É segunda-feira e o telefone toca.
“Você deve vir às 9h”, ela diz, e por um instante eu me pergunto se é piada. “Traga toda sua documentação, e venha vestido adequadamente”.
Visto minha calça jeans surrada – que é a única que eu tenho, e que faz quase três anos que não troco -, uma camisa azul sem estampa – que é a menos desbotada entre as que estão no cabide, e ainda assim tem um furo debaixo da manga direita -, e calço meus tênis All Star que estão velhos e enlameados. Tento limpá-los ao máximo, mas me dou conta de que não irá fazer diferença, pois eu moro no fim do mundo, entre a lama, a poeira e o esgoto. Mas isso é tudo o que eu tenho.
Eu saio de casa, com a mochila nas costas e um frio na barriga. À porta minha mãe me deseja boa sorte, meu pai já não se ilude, e já não tenho o que discordar de sua visão. Depois de pegar a condução, chego ao local determinado. Logo percebo que sou o primeiro entre os candidatos à chegar, e por um instante isso até me faz sentir mais confiante. Mas após dez minutos aquilo se torna um aglomerado de miseráveis esperando por uma vaga de emprego, e isso me faz sentir pequeno e incapaz.
Eu espero e espero até chegar a minha vez de ser chamado à entrevista; e quando isso por fim acontece, eu já estou completamente desiludido de que terei algum retorno. Eu me sento a cadeira e cruzo os braços. Me lembro de que havia me prometido que não deixaria o nervosismo me atrapalhar. Descruzo.
“Tudo bem?”, pergunta o entrevistador, totalmente simpático, como sua função lhe cobra por ser.
“Tudo", respondo, e quase não ouço minha voz. Eu limpo a garganta com um pigarro e desvio o olhos para o canto da sala.
Ocorre um momento de silêncio em que me sinto completamente vulnerável, pois sei que estou sendo avaliado.  Sinto uma fisgada na barriga, e eu me ajeito na cadeira. Fecho os punhos sobre meus joelhos.
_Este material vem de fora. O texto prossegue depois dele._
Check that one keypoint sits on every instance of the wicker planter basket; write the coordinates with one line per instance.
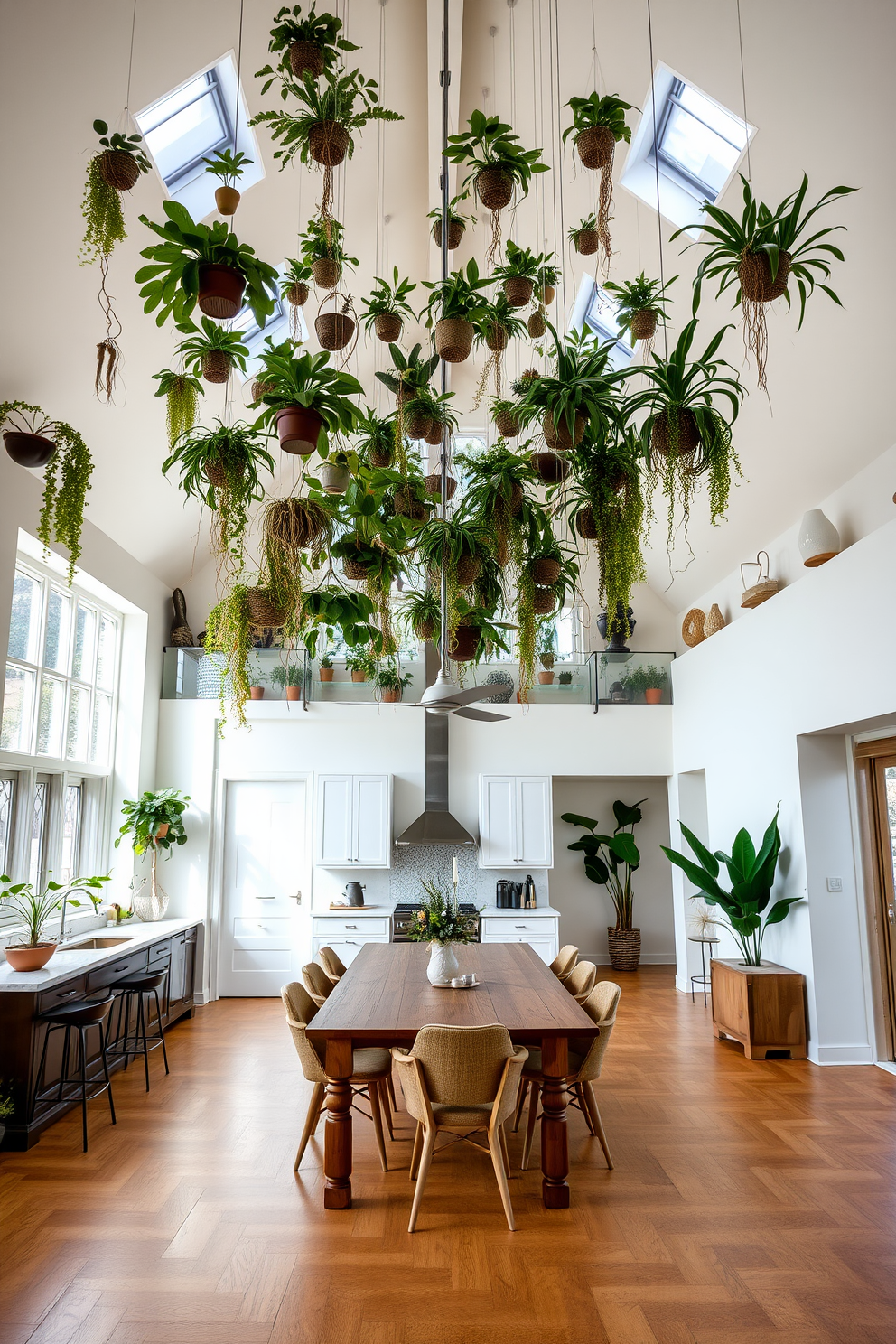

Volto a encarar o homem.
“Aqui no seu currículo diz que está em busca de seu primeiro emprego", ele diz, numa entonação que me faz pensar se ele quer que eu responda.
“Aham"
“E você tem vinte cinco anos, está correto?”, ele checa essa informação no cabeçalho do documento, mas tenho a sensação de que ele a tinha em seu conhecimento antes de eu entrar àquela sala, e que agora a usa de forma a me fazer sentir inadequado.
“Isso", respondo.
“Humm. Ensino Médio Completo", ele continua lendo. “Nenhuma faculdade?”, pergunta.
“Ainda não...”
“Você já teve alguma experiência com vendas?”, ele me interrompe. “Qualquer experiência, mesmo que informal"
Paro pra pensar, mas a decisão dele já foi tomada e ele não me dá a chance de responder.
“É o seguinte”, ele diz, e o peso dessas três únicas palavras faz meu coração se preencher de frustração.
E então, sem rodeios, ele me dispensa, e eu nem posso culpá-lo, ele só está exercendo sua função, sendo prático; ainda há vários outros candidatos para ser entrevistados, e ele não pode perder tempo comigo. Quem sou eu afinal? Meu currículo é uma negação, minha vida é uma piada.
Volto para casa me sentindo o maior imprestável. Minha mãe diz que irei conseguir na próxima; e por hora, sua positividade serve apenas para me irritar. Meu pai não diz nada, ele nem está em casa, e quando chegar do trabalho ele não vai nem se importar em perguntar; ele já se acostumou a me ver falhar.
Me tranco no quarto e fico a meditar em minha vida; me pergunto quando é que alguém vai me dar uma oportunidade que seja para mostrar que eu sou sim capaz de fazer algo, independente do que diz em uma folha de papel. Não estou pedindo muito, vê? A noite chega, e eu durmo. Pela manhã eu acordo, e eu ligo meu computador e começo a busca novamente. Mesmo desiludido, fico a espera que o telefone toque.
Será que conseguirei da próxima vez?